Sorry, I didn't mean to suggest that only explosives can trigger an avalanche, obviously that is not true. Lots of natural and human activities can trigger an avalanche, shouting and even very loud soundwaves are simply not one of them. More here if you're interested: https://utahavalanchecenter.org/avalanche-problem-toolbox
Isn't an explosion just a very loud soundwave? This doesn't pass the physics sniff test, but maybe I am just being pedantic.
At some point something is so loud it stops being "sound" and starts being "shock" and imparts so much energy it can break things or set things on fire.
If you want to draw a distinction, ~194 dB is probably the place to do it (in Earth atmosphere). That's where the sound pressure oscillates between 0 and 2 atm and any louder would necessarily distort.
Regarding the distortion, the error due to wrongly assumed superposition becomes noticeable before that. At this point, the non-linearity of soundwaves becomes glaringly obvious.
One way is wind loading... snow falling in a storm gets blown around and piles up on a slope that's already loaded. Another type - a wet slab avalanche - triggers when the sun melts snow and causes water to flow between the various layers in the snowpack, causing two layers to slide.
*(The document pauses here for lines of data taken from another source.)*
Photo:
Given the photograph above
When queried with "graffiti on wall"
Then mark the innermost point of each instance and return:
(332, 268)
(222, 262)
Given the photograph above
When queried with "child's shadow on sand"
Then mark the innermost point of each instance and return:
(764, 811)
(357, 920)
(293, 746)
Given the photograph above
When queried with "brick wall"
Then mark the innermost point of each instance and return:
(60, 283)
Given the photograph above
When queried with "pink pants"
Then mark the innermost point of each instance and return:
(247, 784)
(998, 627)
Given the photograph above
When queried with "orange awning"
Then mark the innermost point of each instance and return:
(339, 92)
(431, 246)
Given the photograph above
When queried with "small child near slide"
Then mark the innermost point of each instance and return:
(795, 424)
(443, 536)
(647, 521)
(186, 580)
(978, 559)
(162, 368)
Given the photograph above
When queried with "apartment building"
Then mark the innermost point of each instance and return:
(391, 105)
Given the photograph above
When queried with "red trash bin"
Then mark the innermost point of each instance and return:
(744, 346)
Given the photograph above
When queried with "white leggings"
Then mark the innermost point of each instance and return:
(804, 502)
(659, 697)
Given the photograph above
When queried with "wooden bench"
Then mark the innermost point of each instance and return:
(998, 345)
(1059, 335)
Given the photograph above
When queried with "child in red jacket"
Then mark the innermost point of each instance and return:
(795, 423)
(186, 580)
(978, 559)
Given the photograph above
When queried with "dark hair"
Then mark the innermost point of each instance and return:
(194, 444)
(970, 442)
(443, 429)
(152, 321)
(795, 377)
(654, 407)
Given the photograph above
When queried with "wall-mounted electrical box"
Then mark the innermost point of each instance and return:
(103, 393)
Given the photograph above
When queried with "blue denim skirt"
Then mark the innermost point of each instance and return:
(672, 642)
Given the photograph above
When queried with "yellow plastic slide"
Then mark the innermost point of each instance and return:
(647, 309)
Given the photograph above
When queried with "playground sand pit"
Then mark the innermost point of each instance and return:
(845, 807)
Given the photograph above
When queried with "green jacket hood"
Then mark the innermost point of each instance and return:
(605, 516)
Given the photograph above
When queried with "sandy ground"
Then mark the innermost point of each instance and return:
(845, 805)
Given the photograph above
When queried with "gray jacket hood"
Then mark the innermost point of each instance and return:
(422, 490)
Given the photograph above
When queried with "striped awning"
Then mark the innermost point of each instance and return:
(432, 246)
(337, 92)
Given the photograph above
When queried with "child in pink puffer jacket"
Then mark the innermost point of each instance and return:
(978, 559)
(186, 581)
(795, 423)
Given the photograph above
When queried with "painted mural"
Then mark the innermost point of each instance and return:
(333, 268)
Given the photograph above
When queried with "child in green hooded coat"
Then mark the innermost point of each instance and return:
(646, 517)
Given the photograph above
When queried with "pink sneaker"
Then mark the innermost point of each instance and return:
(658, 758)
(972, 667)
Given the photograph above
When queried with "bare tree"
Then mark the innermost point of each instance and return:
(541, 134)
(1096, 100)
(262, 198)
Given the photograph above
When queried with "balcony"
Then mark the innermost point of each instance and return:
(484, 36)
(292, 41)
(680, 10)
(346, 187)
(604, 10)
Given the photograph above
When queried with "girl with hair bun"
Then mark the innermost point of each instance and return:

The goal of the bomb is to thump the snow hard enough that if any weak layers of snow exist below a hard slab of solid snow, the slab will crack, slamming air through the weak layer, breaking the support of the rest of the slab and causing a slide.

Naturally occurring avalanches usually need some obvious change of force on the snowpack, or some reason why a weak layer becomes weaker. I'd guess that a sonic boom, or definitely a scream, couldn't do enough in almost any situation to tip the balance.